WCCP redirect question

jnommensen · ‎10-06-2011

Hello,

I'm working on a WCCP issue with TAC and the TAC engineer told me that WCCP redirect only works if the redirected traffic (the permit ACL), the web-cache server, and the redirect interface are all on the same subnet. After looking into this it seems like that is not the case, otherwise you'd need a different IronPort WSA for every different subnet, no? Can anyone clarify what the actual requirements are?

Thanks!

Jennifer Halim · ‎10-06-2011

That is a correct statement for WCCP on an ASA firewall.

Here is the URL for your reference:

http://www.cisco.com/en/US/docs/security/asa/asa84/configuration/guide/access_wccp.html

ASA only supports both client and cache engine when they are connected from behind the same interface.

jnommensen · ‎10-06-2011

Yep, I saw that. But does that require that the entire redirect list be on the same subnet as clients and engine? The customer says WCCP is working at a different site and that site's redirect list included several different subnets and are also on different subnets than the cache server. Also in that case the clients and engine can communicate without going through the firewall.

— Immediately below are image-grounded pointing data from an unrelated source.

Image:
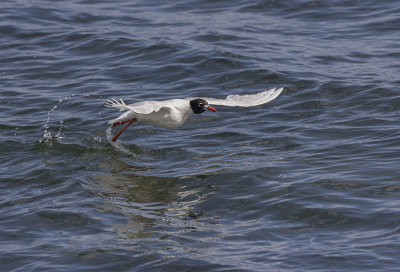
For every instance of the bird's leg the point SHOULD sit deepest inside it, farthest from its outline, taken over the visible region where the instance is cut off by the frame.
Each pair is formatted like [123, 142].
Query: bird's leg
[125, 127]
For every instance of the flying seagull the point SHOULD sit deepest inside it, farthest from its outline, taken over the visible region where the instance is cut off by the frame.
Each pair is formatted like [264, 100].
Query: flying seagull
[173, 113]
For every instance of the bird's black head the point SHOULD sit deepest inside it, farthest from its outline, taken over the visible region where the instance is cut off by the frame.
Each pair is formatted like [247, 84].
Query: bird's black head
[200, 105]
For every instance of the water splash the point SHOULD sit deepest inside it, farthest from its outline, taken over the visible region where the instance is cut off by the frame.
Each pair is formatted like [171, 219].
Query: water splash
[118, 144]
[48, 138]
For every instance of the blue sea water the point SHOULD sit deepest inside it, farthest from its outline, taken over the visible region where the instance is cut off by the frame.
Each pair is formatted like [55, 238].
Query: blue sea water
[307, 182]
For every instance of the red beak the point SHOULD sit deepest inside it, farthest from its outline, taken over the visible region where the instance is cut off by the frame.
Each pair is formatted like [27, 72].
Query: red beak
[211, 109]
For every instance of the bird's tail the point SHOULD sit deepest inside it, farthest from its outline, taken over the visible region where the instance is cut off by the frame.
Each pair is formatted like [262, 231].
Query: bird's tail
[117, 104]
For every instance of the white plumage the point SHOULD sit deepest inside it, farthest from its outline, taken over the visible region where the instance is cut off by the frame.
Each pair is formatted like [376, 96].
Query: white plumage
[174, 112]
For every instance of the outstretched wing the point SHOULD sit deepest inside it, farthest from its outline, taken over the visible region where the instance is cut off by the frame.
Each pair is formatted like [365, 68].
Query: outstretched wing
[247, 100]
[145, 107]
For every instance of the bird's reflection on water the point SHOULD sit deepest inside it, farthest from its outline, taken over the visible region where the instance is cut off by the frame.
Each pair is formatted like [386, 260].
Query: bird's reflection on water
[154, 207]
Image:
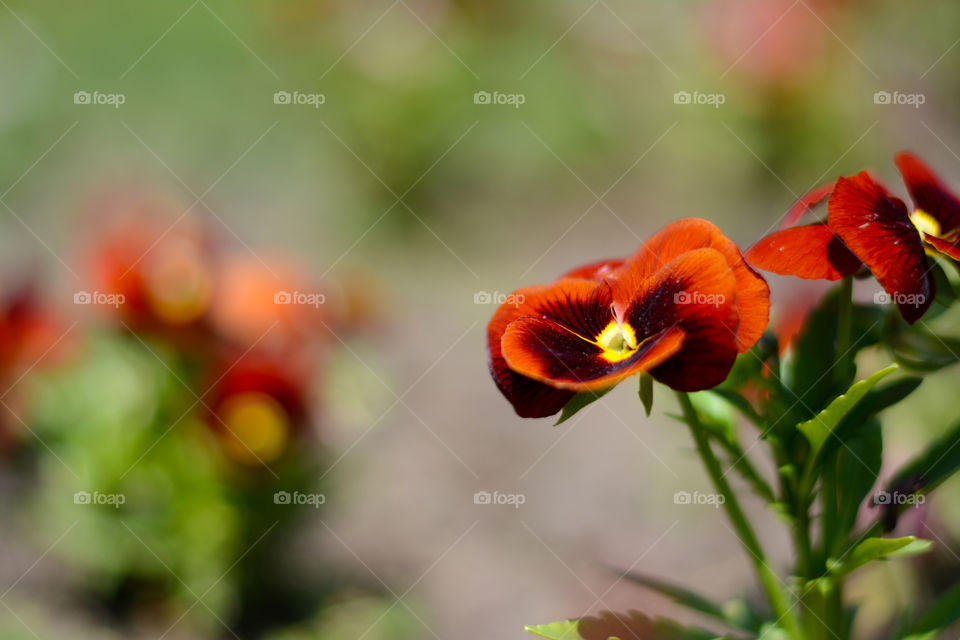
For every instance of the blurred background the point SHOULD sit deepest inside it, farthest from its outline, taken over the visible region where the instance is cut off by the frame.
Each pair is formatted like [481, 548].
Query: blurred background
[249, 251]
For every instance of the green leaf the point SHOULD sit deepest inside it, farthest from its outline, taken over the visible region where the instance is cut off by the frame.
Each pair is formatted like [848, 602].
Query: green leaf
[921, 350]
[623, 625]
[735, 612]
[858, 465]
[874, 402]
[944, 611]
[566, 630]
[739, 403]
[876, 548]
[578, 402]
[821, 426]
[646, 392]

Jennifer Halim · ‎10-06-2011

No, it doesn't need to be in the same subnet, as long as all those subnets when it reaches the ASA is connected to the same ASA interface as the cache-engine. You can have as many subnets as you like, however, it can only arrive on the same ASA interface as the cache engine.

Eg:

Supported:

10.10.10.0/24, 20.20.20.0/24, 30.30.30.0/24 are the clients, and connects to the ASA inside interface, and cache engine is also connected to the ASA inside interface.

Not Supported:

10.10.10.0/24 - client, ASA inside interface, cache engine - ASA inside interface

20.20.20.0/24 - client, ASA DMZ-1 interface

30.30.30.0/24 - client, ASA DMZ-2 interface

In this case, only 10.10.10.0/24 is supported, the other 2 subnets aren't supported.